Abstract: Recently, most applications are eager for large storage with fast access to the processor. Software Programmed Scratchpad memory is a promising alternative on-chip memory similar to the cache memory. Besides, scratchpad memory is much more efficient and less complex to implement than cache memory.
Several architectures exploit techniques such as data-level parallelism to improve the performance by fetching single instruction that operates on multiple data. A classic example of these architectures is the vector processor. Vector processors use vector registers to put sets of data elements that have been retrieved from the memory and store the results back to the memory after operations have been done on data in the vector registers.

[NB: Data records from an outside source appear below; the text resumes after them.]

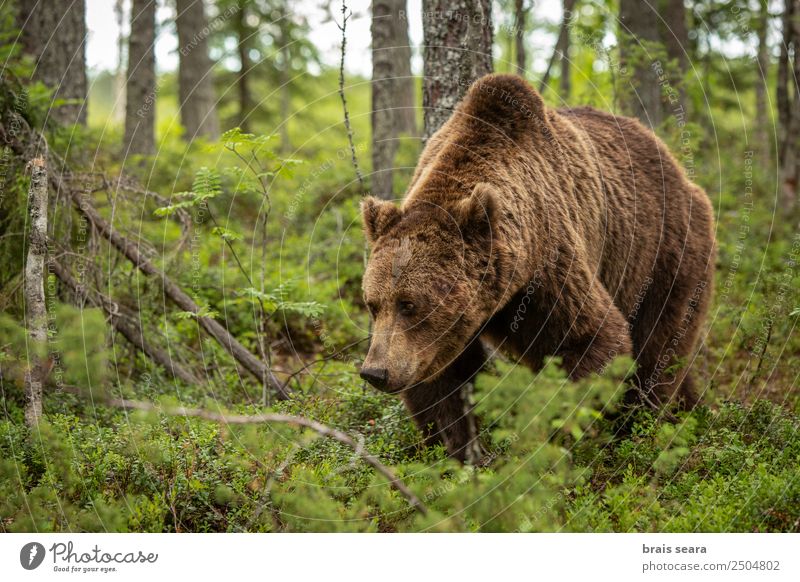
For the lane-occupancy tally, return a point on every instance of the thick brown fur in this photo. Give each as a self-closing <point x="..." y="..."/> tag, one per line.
<point x="544" y="232"/>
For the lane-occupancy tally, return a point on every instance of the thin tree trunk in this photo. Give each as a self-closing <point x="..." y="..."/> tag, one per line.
<point x="674" y="33"/>
<point x="762" y="76"/>
<point x="565" y="81"/>
<point x="283" y="78"/>
<point x="195" y="79"/>
<point x="54" y="33"/>
<point x="243" y="83"/>
<point x="140" y="103"/>
<point x="35" y="307"/>
<point x="457" y="51"/>
<point x="638" y="26"/>
<point x="405" y="90"/>
<point x="119" y="76"/>
<point x="788" y="99"/>
<point x="384" y="122"/>
<point x="563" y="32"/>
<point x="130" y="332"/>
<point x="520" y="14"/>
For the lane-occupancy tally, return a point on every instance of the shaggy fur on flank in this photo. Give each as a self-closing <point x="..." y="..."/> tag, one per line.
<point x="566" y="232"/>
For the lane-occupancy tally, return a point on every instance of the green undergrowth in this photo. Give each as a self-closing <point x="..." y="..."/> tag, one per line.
<point x="559" y="458"/>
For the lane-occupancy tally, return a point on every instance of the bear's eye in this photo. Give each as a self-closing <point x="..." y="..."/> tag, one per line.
<point x="406" y="308"/>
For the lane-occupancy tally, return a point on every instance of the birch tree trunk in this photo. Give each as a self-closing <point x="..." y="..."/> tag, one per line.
<point x="638" y="39"/>
<point x="520" y="14"/>
<point x="405" y="88"/>
<point x="243" y="83"/>
<point x="195" y="80"/>
<point x="54" y="33"/>
<point x="457" y="51"/>
<point x="788" y="99"/>
<point x="140" y="102"/>
<point x="35" y="307"/>
<point x="762" y="111"/>
<point x="384" y="113"/>
<point x="565" y="82"/>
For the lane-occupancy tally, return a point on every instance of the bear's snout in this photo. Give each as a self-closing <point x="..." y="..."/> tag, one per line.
<point x="377" y="377"/>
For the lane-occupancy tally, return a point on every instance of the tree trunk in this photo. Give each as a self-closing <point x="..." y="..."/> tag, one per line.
<point x="562" y="43"/>
<point x="457" y="51"/>
<point x="35" y="307"/>
<point x="118" y="114"/>
<point x="384" y="113"/>
<point x="674" y="33"/>
<point x="195" y="79"/>
<point x="762" y="111"/>
<point x="243" y="84"/>
<point x="789" y="106"/>
<point x="405" y="109"/>
<point x="520" y="14"/>
<point x="54" y="33"/>
<point x="565" y="82"/>
<point x="284" y="76"/>
<point x="638" y="38"/>
<point x="140" y="103"/>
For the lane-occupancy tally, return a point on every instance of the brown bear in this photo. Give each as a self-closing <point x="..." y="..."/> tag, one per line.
<point x="568" y="232"/>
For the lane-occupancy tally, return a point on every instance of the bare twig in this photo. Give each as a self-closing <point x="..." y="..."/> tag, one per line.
<point x="240" y="419"/>
<point x="59" y="181"/>
<point x="762" y="354"/>
<point x="131" y="333"/>
<point x="327" y="358"/>
<point x="343" y="28"/>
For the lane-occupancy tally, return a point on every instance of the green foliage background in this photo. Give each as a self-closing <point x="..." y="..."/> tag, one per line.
<point x="563" y="456"/>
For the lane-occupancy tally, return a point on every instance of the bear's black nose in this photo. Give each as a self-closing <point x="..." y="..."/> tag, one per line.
<point x="375" y="376"/>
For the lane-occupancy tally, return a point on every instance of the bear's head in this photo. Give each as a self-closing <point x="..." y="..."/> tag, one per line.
<point x="429" y="283"/>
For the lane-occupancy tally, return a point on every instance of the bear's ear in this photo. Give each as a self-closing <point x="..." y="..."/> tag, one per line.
<point x="477" y="212"/>
<point x="378" y="216"/>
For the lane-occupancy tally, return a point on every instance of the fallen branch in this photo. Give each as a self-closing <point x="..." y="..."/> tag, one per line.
<point x="131" y="333"/>
<point x="84" y="205"/>
<point x="240" y="419"/>
<point x="35" y="307"/>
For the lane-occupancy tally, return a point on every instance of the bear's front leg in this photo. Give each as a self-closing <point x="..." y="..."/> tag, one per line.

However, Vector processors are less efficient for handling many scientific computing and multimedia oriented applications, which involve massive computation on extensive data set due to the limited size of vector registers. In addition, there is a complex cache memory hierarchy that feeds the vector registers. We propose M-architecture, a novel CPU-Scratchpad memory architecture that replaces the data cache, L2 cache, and vector registers to tackle these problems. Moreover, we introduce a unique ISA for M-architecture that captures data-level parallelism for scientific computing, mainly the 2D matrix involved workloads. With this method, the memory bottleneck, which comes from extensive load and store, is eliminated or reduced.
We developed a simple simulator to verify M-architecture ISA's functionality and estimate its performance in terms of the average number of operations per cycle and execution time. We used a wide range of benchmarks to evaluate our architecture. The thesis demonstrates that the new architecture offers high performance and achieves more than two orders of magnitude than the scalar execution.